One more thing about the Federal money, no Police Chief is ever going to turn down grant money. Even if one wanted to, his boss (usually a lefty Mayor) would crucify him if he did. It’s up to people to elect responsible politicians, and until they do this kind of spending is going to continue. I wrote “inevitable” (above) for that reason. If it’s going to happen, then it might as well be put to use properly.

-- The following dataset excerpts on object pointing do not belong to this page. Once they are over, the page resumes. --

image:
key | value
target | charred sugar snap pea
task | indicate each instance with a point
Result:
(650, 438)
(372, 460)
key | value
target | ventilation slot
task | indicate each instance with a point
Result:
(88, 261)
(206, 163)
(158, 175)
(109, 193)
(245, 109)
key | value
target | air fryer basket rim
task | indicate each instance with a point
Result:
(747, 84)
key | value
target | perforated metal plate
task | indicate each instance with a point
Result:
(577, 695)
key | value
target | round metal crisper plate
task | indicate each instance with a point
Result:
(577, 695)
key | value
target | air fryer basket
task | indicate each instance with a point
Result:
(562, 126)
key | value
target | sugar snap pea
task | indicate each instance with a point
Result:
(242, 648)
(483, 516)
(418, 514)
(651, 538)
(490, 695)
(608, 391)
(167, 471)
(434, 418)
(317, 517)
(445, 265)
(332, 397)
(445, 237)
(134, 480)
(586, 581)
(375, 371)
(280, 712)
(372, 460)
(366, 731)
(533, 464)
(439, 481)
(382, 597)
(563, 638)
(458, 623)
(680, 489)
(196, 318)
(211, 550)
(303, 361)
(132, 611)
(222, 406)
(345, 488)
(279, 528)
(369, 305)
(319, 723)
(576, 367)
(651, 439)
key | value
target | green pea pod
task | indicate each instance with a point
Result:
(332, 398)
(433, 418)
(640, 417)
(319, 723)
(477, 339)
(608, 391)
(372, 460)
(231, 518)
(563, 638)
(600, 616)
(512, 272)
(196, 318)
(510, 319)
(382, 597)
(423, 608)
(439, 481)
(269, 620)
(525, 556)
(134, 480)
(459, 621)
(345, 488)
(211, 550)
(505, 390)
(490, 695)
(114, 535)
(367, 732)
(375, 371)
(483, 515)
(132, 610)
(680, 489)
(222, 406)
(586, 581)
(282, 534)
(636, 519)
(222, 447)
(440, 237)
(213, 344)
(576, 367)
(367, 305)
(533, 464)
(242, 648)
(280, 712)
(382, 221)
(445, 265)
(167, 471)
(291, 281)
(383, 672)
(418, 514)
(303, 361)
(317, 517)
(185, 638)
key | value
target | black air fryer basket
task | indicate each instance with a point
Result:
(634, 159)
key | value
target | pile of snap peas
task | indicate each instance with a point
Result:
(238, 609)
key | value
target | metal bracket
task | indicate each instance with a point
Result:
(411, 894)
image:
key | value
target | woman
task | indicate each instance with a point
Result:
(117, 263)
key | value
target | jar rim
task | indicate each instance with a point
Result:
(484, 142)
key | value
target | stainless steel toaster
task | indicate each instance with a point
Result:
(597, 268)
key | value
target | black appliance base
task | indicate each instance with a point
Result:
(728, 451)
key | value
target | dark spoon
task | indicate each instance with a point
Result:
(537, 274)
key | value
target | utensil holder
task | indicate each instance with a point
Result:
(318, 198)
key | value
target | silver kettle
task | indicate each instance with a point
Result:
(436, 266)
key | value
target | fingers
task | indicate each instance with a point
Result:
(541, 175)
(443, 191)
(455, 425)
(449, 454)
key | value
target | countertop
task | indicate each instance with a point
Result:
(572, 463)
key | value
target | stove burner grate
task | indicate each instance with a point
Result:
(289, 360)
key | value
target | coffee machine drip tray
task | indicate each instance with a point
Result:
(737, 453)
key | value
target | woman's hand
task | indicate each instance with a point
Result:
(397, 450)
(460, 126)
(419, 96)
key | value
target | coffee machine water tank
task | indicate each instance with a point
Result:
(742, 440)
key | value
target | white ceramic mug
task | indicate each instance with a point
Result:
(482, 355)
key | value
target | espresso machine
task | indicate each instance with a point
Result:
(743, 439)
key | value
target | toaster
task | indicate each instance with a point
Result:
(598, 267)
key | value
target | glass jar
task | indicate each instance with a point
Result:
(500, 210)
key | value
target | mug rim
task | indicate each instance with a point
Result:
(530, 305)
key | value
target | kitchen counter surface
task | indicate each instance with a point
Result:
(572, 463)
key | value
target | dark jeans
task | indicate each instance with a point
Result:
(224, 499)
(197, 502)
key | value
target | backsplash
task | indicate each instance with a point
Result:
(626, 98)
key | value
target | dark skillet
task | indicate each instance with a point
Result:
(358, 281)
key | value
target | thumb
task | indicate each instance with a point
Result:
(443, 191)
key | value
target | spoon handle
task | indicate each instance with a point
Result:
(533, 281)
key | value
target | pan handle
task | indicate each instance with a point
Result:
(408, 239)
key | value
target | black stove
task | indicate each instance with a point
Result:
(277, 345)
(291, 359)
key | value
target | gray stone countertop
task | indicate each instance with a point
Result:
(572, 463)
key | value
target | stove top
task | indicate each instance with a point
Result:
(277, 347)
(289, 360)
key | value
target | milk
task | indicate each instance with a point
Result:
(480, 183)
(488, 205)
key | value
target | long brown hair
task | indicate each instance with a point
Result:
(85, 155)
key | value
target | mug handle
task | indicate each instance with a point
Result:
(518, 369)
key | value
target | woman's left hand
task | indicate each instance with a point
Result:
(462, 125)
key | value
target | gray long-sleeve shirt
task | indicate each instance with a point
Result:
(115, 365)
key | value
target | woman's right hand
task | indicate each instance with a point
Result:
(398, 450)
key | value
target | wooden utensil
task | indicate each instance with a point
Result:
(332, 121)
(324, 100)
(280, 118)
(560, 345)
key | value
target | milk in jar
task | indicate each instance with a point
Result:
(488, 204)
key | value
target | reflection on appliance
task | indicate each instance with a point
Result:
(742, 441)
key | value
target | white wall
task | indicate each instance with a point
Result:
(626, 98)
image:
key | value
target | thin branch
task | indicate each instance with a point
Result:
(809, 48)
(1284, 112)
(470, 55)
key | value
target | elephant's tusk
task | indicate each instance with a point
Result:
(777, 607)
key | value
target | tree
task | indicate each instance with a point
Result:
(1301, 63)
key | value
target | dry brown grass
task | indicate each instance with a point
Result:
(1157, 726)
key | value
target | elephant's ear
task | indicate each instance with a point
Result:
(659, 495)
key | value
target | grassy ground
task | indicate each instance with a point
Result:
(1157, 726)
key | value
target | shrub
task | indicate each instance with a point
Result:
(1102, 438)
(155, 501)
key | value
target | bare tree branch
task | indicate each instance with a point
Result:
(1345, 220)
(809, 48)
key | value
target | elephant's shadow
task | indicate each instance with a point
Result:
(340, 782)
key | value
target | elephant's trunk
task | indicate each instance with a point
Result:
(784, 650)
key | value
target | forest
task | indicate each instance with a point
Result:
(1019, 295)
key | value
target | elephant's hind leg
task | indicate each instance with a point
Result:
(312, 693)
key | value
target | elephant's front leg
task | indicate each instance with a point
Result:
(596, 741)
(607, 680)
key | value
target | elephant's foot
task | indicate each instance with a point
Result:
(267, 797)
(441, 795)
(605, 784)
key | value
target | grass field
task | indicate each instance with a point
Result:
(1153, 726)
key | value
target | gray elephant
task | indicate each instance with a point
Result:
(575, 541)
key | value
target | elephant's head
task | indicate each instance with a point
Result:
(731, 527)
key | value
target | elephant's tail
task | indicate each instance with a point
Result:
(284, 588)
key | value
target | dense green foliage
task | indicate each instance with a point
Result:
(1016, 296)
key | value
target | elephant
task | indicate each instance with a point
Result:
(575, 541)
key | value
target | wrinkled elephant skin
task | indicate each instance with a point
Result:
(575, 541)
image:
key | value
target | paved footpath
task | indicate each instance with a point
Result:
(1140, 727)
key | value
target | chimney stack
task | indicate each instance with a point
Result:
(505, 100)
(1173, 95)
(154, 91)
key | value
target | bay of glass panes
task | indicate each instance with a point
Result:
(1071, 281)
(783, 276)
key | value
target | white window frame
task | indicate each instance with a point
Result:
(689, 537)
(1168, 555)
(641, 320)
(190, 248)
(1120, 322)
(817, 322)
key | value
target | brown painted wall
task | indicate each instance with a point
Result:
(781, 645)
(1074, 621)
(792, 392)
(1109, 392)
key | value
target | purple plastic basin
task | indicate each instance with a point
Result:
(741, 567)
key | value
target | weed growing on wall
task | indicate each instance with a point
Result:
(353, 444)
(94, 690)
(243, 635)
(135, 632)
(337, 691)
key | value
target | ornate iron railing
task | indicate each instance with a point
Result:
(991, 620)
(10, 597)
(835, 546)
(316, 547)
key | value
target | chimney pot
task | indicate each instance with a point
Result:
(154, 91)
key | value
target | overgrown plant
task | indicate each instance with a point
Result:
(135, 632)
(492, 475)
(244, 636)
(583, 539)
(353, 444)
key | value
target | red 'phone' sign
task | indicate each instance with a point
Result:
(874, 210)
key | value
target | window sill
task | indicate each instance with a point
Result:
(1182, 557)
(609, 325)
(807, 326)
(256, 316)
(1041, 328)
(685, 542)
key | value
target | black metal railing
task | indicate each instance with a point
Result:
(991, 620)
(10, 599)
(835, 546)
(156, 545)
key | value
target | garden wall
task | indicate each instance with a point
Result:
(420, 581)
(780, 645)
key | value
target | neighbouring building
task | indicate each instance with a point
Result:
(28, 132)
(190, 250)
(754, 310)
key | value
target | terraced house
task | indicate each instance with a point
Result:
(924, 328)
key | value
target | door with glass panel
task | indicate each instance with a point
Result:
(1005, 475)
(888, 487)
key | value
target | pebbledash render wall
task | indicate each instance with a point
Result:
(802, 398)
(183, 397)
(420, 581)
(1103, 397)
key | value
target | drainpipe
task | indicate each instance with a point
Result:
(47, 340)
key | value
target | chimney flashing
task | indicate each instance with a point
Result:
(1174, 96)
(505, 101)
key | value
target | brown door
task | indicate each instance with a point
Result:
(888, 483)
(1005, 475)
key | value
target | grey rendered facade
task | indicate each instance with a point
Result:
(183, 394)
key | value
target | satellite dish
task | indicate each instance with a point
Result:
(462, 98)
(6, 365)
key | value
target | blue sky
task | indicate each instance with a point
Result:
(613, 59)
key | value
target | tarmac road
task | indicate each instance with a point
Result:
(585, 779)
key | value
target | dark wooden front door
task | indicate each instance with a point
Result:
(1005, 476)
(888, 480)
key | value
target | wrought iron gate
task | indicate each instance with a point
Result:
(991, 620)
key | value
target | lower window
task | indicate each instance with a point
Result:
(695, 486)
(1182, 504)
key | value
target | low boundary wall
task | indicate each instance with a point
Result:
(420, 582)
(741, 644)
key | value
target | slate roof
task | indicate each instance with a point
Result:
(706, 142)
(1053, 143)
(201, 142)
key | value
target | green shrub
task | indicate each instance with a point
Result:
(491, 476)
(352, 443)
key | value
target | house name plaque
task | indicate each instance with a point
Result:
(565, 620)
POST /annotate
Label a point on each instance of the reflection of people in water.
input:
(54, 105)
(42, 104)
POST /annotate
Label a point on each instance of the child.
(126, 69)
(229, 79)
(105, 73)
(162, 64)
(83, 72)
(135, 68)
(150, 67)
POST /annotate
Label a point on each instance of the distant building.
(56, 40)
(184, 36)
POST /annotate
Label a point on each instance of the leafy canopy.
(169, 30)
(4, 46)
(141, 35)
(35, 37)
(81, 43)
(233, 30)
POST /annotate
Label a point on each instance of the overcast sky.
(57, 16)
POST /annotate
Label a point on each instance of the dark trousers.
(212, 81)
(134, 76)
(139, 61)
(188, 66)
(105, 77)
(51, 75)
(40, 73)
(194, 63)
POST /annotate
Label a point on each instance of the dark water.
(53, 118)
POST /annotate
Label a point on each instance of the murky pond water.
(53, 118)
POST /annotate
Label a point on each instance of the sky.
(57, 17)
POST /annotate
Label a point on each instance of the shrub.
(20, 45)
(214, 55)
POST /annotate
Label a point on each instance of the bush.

wrote @ November 29th, 2012 at 11:54 pm
You are a wise observer, Mr. Frankovis. So much grant money gets pissed away because it is “free money.” Putting it into manpower makes more sense. I remember you saying once that 20% of the coppers did 80% of the work. The sad thing is a drone without batteries probably does as much work as some of the dead weight on the job. One the drone topic I don’t think it is something that is written in stone. The JS and the news channels in town are so in the tank for anything a Democrat Party official claims is true that they will report that, ‘Drones are good. No problem here.’ The people in Milwaukee are all but brain dead anyway. That 1.6 GPA the average MPS attendee receives shows up in the depth of their thoughts and beliefs in the voting booth.
I could see where a drone would work to assist in a Squad Pursuit (if there is still such a thing) or foot pursuit. Maybe in some type of drug surveillance work but unless the Department is properly staffed and Districts have the proper complement of personnel to fill squads with two Officers and put out Special “Strike” Teams and Foot Patrols in order to address the demand for service and Quality of Life issues, I can’t really see spending the money on drones.
One thing I am sure of, you can’t do good police work without spending money – and that includes O.T.
I didn’t finish that last thought, so I want to try to be clear on what I meant about good police work and spending money. Any REAL cop knows that an active Officer is going to necessarily generate O.T. with arrests; report writing (because the active copper works up until the end of his regular shift); and court related O.T. It’s unavoidable but, if the proper policing strategies and deployment are in place and supervisors who care about the mission are in place, then it can work to make neighborhoods much safer which can bring about a better quality of life for residents and an environment conducive to job growth which will lead to more tax payers and fewer takers. The solution is quite simple, yet the liberal politicians just can’t grasp it.
(I realize this gets away from the technical aspects of the drone and the “Big Brother” argument, but it helps to explain the cost angle I was trying to make earlier.)
Hey, we always had drones on the job.
wrote @ December 6th, 2012 at 10:54 am
Hey Mike, that’s true. There were many on the 7th Floor!